The Australian Magazine Awards, an initiative by Yaffa Publishing Group to replace the now redundant MPA Awards, were announced last Friday.
Better Homes and Gardens was crowned the Magazine of the Year at the inaugural event a presentation breakfast at the Centennial Parklands Restaurant.
As reported in AdNews, the popular Pacific Magazines title was a clear choice for the top AMA prize having made substantial gains in subscription, readership and advertising volume despite coming off a high base amid challenging market conditions.
The magazine posted a 10.4 per cent year-on-year increase in circulation in the June 2009 Audit Bureau of Circulations report representing the biggest circulation increase of any magazine.

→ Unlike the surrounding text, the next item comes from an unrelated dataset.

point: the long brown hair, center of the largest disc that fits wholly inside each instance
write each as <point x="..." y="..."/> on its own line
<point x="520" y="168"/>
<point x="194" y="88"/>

Sales hit 370,000, making it the third best-selling magazine in Australia.
Roy Morgan figures revealed the magazine's readership increased by 2.3 per cent in the same period, to 1.74 million - its seventh consecutive reporting of year-on-year growth.
However, the most impressive results were in advertising volume, with a 19 per cent increase in the year to June 2009, according to Nielsen AdEx.
The panel of judges, led by Fusion Strategy's Steve Allen, said the strength in numbers "overwhelmingly stated" Better Homes and Gardens' case for Magazine of the Year.
The magazine beat finalists Shop Til You Drop (ACP Magazines) and Delicious (News Magazines) for the top gong, contested from among the 15 AMA category winners.
Better Homes & Gardens had earlier won the Home & Garden category, while Shop Til You Drop and Delicious were judged the best Women's Lifestyle and Food & Entertainment titles respectively.
The AMA program, did not solicit entries, rather the titles were appraised on set criteria including circulation and readership growth, advertising volume, editorial content and design and front cover.
Guest speaker Estee Lauder Australia MD Terry Little, spoke of the continued vitality of magazines as an advertising medium for brands that need to engage with consumers in a meaningful way.
In the welcoming speech AdNews editor Matt Porter said it was crucial the AMAs were "as inclusive, transparent and robust as possible".